The European Union (EU) reached a definitive agreement on Thursday to provide Ukraine with a €90 billion ($105 billion) loan, alongside a comprehensive new package of sanctions against Russia.
The breakthrough occurred after Hungary and Slovakia withdrew their long-standing objections following the restoration of oil flows through the Druzhba pipeline.
EU foreign policy chief Kaja Kallas confirmed the end of the deadlock, noting that the funds will provide a critical lifeline to Kyiv’s budget as it enters its fourth year of defending against the Russian invasion.
This infusion of financial support comes at a pivotal moment, as United States aid has largely stalled, and international sanctions on Russian oil were previously eased due to the conflict in Iran.

Outgoing Hungarian Prime Minister Viktor Orbán had reportedly utilised the loan as political leverage to ensure the repair of vital energy infrastructure.
With the obstacles removed, Brussels expects to begin dispersing the much-needed funds in the coming months to help stabilise Ukraine’s war-strained economy.
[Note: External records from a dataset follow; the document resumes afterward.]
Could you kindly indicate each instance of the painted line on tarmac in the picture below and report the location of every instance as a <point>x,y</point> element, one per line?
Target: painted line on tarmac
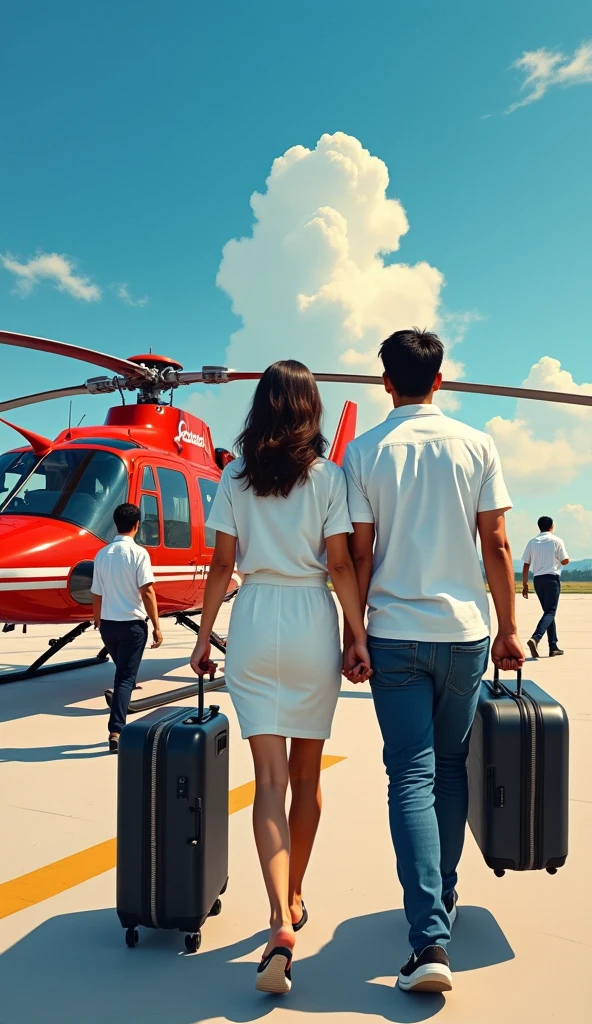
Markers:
<point>42,884</point>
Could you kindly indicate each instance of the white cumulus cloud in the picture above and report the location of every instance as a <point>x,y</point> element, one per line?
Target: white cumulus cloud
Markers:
<point>543,69</point>
<point>545,445</point>
<point>575,525</point>
<point>59,270</point>
<point>316,280</point>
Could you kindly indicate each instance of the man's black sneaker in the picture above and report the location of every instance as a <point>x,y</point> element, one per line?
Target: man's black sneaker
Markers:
<point>428,972</point>
<point>450,903</point>
<point>534,647</point>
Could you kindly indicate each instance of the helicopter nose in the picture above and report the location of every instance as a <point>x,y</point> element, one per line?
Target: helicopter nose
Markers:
<point>39,560</point>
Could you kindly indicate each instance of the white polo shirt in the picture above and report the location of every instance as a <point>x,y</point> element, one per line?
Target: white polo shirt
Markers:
<point>544,554</point>
<point>421,478</point>
<point>120,569</point>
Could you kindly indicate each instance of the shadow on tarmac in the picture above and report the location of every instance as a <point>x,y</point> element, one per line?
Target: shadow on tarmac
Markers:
<point>83,972</point>
<point>56,694</point>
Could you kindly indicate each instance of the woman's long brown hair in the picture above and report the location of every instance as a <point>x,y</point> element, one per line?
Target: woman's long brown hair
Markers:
<point>282,436</point>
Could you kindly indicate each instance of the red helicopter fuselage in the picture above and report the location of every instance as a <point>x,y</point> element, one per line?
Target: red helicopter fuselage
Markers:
<point>56,511</point>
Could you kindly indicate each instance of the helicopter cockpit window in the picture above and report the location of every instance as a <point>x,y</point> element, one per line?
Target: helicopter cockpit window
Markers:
<point>77,485</point>
<point>175,499</point>
<point>118,442</point>
<point>14,468</point>
<point>208,492</point>
<point>148,480</point>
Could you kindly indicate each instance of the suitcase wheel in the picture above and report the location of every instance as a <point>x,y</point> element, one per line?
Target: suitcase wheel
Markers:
<point>193,942</point>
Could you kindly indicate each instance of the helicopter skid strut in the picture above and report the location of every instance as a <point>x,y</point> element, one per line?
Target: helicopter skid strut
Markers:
<point>192,689</point>
<point>39,668</point>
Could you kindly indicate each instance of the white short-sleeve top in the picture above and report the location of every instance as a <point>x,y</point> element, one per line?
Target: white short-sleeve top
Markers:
<point>422,479</point>
<point>283,536</point>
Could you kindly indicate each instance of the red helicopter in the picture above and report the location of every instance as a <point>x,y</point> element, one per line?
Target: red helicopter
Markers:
<point>57,497</point>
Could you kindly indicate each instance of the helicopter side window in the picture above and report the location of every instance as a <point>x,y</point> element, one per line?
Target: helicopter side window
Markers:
<point>148,480</point>
<point>149,534</point>
<point>175,499</point>
<point>208,492</point>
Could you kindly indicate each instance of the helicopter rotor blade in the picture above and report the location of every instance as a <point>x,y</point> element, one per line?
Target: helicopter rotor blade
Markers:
<point>32,399</point>
<point>219,375</point>
<point>113,363</point>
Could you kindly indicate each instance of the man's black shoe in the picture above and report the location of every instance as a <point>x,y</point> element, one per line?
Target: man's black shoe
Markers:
<point>428,972</point>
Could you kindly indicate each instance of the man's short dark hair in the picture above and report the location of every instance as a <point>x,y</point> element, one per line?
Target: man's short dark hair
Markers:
<point>412,360</point>
<point>125,517</point>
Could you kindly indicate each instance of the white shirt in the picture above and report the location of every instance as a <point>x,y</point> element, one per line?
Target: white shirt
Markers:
<point>544,554</point>
<point>120,569</point>
<point>283,536</point>
<point>421,478</point>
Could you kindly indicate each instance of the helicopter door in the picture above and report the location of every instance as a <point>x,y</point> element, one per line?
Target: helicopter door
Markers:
<point>166,531</point>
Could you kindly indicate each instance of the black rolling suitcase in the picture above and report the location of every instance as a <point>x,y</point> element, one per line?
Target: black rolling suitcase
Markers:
<point>172,820</point>
<point>518,769</point>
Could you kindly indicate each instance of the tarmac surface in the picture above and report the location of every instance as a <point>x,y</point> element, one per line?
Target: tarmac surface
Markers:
<point>521,950</point>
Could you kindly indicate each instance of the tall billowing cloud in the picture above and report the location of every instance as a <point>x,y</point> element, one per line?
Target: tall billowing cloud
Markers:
<point>545,445</point>
<point>316,279</point>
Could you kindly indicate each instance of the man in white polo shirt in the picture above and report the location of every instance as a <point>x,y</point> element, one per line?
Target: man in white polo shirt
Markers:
<point>421,486</point>
<point>123,596</point>
<point>546,555</point>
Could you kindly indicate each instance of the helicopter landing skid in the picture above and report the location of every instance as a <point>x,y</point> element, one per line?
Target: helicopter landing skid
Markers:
<point>192,690</point>
<point>39,668</point>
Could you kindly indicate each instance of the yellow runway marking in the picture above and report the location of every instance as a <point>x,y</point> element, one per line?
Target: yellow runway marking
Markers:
<point>40,885</point>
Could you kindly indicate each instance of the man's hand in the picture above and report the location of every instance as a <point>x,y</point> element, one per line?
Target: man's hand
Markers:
<point>201,662</point>
<point>356,667</point>
<point>507,653</point>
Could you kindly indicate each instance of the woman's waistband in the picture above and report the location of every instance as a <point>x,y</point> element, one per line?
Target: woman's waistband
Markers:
<point>277,580</point>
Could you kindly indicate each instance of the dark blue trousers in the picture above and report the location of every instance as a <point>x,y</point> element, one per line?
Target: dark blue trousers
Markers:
<point>125,642</point>
<point>548,588</point>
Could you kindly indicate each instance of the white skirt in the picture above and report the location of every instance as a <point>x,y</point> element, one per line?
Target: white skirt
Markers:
<point>284,657</point>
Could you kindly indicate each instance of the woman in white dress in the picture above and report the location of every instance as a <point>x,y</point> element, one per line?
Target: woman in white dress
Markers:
<point>281,514</point>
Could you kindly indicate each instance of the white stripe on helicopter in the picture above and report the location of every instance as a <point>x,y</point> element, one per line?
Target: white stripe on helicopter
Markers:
<point>41,572</point>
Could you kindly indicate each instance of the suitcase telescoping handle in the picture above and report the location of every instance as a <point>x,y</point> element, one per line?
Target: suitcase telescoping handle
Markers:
<point>201,697</point>
<point>498,686</point>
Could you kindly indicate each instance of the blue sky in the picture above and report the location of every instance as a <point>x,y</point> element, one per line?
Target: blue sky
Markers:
<point>134,137</point>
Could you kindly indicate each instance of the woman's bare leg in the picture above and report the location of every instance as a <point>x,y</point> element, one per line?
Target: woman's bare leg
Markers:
<point>304,767</point>
<point>271,833</point>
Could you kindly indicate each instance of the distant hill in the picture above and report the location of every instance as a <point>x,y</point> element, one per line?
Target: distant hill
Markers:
<point>583,564</point>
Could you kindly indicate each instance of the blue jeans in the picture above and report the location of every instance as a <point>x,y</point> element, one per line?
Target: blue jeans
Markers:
<point>425,696</point>
<point>548,588</point>
<point>125,642</point>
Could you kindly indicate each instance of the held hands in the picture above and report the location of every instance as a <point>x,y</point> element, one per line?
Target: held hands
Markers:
<point>356,667</point>
<point>201,662</point>
<point>507,652</point>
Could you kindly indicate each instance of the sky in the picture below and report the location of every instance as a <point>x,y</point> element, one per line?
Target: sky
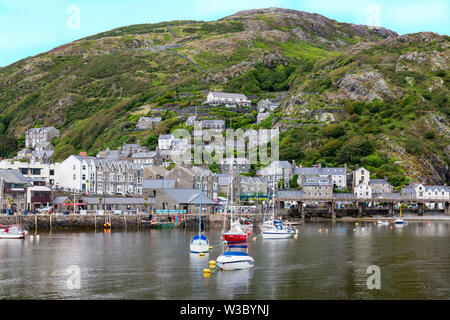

Simultaneously, the EU’s 27 member states approved the 20th round of economic sanctions against Moscow, targeting the Kremlin’s banking, trade, and energy sectors.
Key measures include a crackdown on the “shadow fleet” of tankers used to bypass export limits and new restrictions on Russian cryptocurrency traders.
To further prevent sanctions evasion, the bloc also halted the sale of specific machinery to Kyrgyzstan, marking a strategic shift in how the EU monitors trade with third-party nations to curb Russian military support.